Report: Lakers’ New TV Deal Worth Up to $5 Billion


The jaw-dropping number initially reported for the LA Lakers’ new TV deal with Time Warner Cable was $3 billion (a figure disputed by the cable giant), but according to the OC Register, team owner Dr. Jerry Buss and co. could be in line for up to $5 billion from the deal: “That $5 billion is over 25 years – or it’ll be merely $4 billion over 20 years if the future option isn’t exercised. It has been widely and wrongly reported as less. Let’s pause and appreciate how much money one club, starting next season, will get per year all to itself just from local TV: $200 million … when Forbes values the entire Milwaukee Bucks franchise at $258 million. It leads to a very good question: whether the NBA’s new supposedly prohibitive luxury-tax penalties to start in 2013 are really going to stop the Lakers from continuing to throw money at their problems – because they’ve solved a lot of them very well that way without having this new billionaire boys’ club. Well, there is a little thing called revenue sharing that has largely been forgotten while the players and owners have been arm-wrestling. The terms haven’t been hammered out by the owners yet, but it is understood the large-market handouts are increasing … exponentially. And those new penalties are plenty severe – particularly the extra dollar charged if a club is a taxpayer four out of five years.

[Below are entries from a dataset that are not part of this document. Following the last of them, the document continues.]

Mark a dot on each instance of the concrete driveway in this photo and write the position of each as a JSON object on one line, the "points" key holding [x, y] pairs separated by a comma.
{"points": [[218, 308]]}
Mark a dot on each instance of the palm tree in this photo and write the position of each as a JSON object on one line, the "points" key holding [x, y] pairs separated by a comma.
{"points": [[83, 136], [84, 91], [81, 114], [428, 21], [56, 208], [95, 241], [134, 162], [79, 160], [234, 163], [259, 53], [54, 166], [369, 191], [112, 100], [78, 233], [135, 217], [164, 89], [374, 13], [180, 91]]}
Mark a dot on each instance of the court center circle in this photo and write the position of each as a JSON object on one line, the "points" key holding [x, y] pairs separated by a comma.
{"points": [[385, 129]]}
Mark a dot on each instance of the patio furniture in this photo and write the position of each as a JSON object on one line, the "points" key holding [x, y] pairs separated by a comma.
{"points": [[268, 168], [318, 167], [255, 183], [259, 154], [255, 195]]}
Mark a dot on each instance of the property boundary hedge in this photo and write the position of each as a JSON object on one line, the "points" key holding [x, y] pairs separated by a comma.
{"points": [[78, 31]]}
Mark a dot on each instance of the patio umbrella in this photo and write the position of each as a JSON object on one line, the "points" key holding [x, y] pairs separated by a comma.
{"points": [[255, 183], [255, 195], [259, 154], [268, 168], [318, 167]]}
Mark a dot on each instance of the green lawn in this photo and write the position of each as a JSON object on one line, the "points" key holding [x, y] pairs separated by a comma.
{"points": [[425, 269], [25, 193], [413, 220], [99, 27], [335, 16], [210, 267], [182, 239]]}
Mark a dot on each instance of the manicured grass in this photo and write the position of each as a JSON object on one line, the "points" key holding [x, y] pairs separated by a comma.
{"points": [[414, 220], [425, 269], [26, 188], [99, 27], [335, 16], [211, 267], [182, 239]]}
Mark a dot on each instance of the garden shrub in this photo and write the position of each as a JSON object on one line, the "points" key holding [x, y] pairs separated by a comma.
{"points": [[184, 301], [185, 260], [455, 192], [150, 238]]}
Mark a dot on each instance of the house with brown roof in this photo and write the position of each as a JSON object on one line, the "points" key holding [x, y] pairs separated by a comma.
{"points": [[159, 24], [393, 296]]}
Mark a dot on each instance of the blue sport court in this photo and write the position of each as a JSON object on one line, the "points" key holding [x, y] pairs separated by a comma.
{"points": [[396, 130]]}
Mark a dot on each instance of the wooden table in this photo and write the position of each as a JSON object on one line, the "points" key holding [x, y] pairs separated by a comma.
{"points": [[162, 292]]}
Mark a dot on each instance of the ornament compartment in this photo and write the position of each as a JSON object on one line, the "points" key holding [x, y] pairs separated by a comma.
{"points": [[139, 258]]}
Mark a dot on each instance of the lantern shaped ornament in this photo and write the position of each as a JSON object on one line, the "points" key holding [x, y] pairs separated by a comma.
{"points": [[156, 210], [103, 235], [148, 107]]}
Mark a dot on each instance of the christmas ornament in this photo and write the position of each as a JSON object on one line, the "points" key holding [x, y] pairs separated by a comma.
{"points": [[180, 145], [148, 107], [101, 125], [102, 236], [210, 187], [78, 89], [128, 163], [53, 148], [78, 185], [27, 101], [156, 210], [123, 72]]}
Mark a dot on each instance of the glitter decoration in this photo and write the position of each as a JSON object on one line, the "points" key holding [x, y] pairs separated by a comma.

The Lakers’ 2010-11 $20 million tax bill would swell to $45 million under the new rules. Add the extra dollar as a regular taxpayer, and to field the sort of team the Lakers just did, you’re looking at writing a $65 million check – for a lot of nothing in return when you get swept in the second round. If you can win a championship and maintain the cachet that the Lakers’ brand holds, though, maybe it can be worth it. That’s a call the Lakers will have to make – or more accurately, hope they get to make – in the future.”